I first saw the Beeimbolo when I fought in the 2008 World Championships.
There were these two kids tearing through my division. They kept doing this weird upside-down-spinny-thing that left their confused opponents and defending their backs.
It was a pleasure to watch them destroy the competition and I made a mental note to watch their development.
Those kids were the Mendes Bros.
It wasn’t until a year or so later after they’d wrecked many seasoned competitors that I saw a video of them demonstrating the berimbolo.
I immediately grabbed a friend and hit the mats to practise it.
We spent about an hour playing with it but just couldn’t figure out how to make it work.
I played around with it for a few more weeks with little success, so I decided to put it on the back-burner and just kind of forgot about it.

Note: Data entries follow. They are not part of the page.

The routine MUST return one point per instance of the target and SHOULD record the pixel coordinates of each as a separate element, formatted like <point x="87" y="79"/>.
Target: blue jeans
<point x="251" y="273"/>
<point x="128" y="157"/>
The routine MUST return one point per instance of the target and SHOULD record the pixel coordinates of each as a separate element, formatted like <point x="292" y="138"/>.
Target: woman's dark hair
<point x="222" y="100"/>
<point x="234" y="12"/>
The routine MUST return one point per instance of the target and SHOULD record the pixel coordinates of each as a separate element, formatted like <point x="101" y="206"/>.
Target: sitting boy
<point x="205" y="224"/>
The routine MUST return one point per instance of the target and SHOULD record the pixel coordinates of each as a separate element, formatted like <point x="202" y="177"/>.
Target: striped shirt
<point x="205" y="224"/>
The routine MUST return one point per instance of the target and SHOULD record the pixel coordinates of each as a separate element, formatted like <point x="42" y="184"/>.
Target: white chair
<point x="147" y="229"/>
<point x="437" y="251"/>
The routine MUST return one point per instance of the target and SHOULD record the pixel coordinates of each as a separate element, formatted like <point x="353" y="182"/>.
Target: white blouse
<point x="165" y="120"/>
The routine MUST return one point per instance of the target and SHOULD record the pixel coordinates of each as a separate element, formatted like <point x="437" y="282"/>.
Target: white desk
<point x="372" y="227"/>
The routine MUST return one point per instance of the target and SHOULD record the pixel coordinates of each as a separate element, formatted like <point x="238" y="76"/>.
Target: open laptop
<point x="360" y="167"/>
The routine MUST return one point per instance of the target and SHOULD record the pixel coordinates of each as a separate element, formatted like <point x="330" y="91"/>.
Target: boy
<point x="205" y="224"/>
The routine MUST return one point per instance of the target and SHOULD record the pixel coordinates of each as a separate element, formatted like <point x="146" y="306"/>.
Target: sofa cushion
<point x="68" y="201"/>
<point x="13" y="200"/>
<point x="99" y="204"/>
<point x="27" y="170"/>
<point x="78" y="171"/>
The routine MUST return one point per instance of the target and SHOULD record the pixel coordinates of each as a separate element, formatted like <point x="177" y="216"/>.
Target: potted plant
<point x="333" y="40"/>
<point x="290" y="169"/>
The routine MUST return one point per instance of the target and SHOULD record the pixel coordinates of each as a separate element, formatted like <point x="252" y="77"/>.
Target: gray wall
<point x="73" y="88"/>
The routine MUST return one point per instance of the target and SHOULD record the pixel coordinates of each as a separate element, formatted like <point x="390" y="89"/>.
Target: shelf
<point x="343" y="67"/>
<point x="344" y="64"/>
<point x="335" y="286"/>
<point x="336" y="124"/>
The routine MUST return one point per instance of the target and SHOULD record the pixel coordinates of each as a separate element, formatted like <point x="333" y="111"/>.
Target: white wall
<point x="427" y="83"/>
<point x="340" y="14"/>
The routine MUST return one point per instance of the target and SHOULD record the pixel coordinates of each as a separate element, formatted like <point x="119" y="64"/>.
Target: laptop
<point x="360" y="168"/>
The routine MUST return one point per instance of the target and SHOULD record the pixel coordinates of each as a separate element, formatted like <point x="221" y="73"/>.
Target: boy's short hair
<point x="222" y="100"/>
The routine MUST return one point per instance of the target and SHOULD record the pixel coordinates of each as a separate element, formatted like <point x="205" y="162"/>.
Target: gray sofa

Fast-forward a few more years to 2012 and there’s Berimbolo’s everywhere. The Miyao’s are doing them, Buchecha’s doing them, even the kids are doing them, and I lost a couple of matches because of them.
At that point, I realised I needed to play catch up with my berimbolo game and I’d missed an opportunity. I could’ve had a 4-year head start on my Berimbolo game, but I stayed within my comfort zone and I didn’t see the opportunity.
I was a skeptic.
In life, you can either be a skeptic or an early adopter. In my experience, early adopters win the game.
With Berimbolo’s, I was a skeptic and it cost me.
Don’t be like me, be an earlier adopter and look for the opportunities around you that can maximise your results and give you the edge.
Not every opportunity will be like the berimbolo, but every now and again the new idea or technique you put some energy into mastering can put your streets ahead of your competition.